The Fields of Death
- First edition
- Author: Simon Scarrow
- Cover artist: Tim Byrne
- Language: English
- Series: Wellington and Napoleon Quartet
- Genre: Historical novel
- Publisher: Headline Review
- Publication date: 24 June 2010
- Publication place: United Kingdom
- Media type: Print (hardback)
- Preceded by: Fire and Sword

= The Fields of Death =

2010 novel by Simon Scarrow

The Fields of Death is the fourth and final novel in the Wellington and Napoleon Quartet by Simon Scarrow, which tells the story of the French Revolution and the Napoleonic Wars from the point of view of Sir Arthur Wellesley (the future Duke of Wellington) and Napoleon Bonaparte.

==Plot==
The book covers the time period between April 1809 and 1815, the climax of the conflict at the Battle of Waterloo.

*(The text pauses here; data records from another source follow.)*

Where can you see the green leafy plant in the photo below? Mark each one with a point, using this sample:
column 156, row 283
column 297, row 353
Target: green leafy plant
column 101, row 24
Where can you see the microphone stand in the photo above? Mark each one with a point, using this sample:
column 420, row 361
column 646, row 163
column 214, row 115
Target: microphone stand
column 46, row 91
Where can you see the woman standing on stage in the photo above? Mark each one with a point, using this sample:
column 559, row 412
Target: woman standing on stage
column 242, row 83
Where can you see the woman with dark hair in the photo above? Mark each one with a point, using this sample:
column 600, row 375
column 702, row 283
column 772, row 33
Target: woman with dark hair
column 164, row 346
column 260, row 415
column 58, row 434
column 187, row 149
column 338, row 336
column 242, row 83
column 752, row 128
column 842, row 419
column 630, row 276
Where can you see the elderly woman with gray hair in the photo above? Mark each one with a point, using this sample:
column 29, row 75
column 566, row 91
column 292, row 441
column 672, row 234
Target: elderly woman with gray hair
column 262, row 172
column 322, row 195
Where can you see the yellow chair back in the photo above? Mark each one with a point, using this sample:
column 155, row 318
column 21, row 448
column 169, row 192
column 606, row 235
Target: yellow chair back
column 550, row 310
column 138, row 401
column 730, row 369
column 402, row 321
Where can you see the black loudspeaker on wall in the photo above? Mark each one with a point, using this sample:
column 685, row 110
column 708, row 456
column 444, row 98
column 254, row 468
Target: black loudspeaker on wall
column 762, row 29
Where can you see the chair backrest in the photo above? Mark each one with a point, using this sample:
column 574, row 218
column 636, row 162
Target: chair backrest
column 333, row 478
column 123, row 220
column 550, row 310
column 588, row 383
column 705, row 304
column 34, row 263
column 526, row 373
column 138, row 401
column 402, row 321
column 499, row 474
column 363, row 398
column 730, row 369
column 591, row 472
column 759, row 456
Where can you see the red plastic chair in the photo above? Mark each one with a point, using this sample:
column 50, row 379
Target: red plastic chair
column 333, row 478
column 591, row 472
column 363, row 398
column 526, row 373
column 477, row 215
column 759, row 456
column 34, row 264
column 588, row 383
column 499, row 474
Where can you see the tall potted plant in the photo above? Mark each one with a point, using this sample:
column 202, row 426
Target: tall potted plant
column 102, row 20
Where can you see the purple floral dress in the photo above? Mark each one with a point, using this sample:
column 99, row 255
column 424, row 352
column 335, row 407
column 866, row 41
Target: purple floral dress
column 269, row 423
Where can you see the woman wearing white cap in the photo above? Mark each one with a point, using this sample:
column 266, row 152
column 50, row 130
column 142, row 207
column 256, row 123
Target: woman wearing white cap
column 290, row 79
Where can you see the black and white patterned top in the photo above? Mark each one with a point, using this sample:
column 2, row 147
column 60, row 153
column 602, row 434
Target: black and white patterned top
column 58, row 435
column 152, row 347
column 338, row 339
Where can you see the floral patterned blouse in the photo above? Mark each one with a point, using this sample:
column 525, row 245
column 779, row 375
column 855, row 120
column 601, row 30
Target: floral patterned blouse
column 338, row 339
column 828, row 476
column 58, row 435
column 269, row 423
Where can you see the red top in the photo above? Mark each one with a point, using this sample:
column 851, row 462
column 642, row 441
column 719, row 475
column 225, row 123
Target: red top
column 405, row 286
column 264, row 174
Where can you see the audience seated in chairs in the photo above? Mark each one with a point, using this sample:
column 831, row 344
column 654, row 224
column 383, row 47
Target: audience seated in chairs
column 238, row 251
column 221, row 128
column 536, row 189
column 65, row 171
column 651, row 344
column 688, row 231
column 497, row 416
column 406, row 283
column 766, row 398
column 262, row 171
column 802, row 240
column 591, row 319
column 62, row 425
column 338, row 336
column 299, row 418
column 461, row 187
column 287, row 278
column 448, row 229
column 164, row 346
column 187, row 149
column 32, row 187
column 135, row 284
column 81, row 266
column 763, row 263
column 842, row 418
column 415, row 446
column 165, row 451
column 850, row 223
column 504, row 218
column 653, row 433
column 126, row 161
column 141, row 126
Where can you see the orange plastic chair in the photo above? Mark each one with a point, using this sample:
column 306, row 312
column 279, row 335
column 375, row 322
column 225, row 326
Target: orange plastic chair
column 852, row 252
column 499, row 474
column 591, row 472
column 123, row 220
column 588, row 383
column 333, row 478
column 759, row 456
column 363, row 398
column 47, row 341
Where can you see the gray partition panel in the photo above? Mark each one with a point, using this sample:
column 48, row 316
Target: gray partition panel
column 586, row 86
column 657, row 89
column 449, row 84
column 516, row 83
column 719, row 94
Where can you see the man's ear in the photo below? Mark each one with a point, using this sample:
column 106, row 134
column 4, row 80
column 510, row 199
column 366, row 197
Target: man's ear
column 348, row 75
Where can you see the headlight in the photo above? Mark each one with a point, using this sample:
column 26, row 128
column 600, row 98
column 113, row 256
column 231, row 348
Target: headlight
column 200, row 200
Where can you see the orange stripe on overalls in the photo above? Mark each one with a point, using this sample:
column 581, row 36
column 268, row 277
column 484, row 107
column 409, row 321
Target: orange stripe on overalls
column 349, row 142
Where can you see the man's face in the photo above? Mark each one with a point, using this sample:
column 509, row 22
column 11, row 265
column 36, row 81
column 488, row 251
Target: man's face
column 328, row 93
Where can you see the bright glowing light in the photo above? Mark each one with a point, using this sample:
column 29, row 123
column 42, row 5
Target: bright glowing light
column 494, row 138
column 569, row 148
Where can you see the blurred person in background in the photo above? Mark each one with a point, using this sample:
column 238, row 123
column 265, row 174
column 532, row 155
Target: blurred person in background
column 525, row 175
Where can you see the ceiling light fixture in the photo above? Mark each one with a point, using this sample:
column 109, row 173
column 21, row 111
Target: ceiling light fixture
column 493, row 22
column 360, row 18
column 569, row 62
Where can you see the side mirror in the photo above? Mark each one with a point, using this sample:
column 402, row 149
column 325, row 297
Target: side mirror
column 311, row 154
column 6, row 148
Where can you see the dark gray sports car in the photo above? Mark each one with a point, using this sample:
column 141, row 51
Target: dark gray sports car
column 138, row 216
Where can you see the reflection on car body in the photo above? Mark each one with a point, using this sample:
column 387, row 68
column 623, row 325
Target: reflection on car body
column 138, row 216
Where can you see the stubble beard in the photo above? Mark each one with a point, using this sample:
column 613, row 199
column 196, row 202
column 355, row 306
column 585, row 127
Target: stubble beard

At the start of the novel, Napoleon is facing increasing pressure as his marshals are repeatedly defeated by Arthur Wellesley, leading the allied armies of Britain and Spain. The plot of the novel revolves around Napoleon's wars in central Europe and failed invasion of Russia, as his armies rapidly lose men and their reputation for invincibility. Running parallel to this story, Arthur Wellesley is leading the allied forces to victory in the Peninsular War, before invading Southern France. The novel ends with Napoleon and Wellington finally meeting in battle at Waterloo.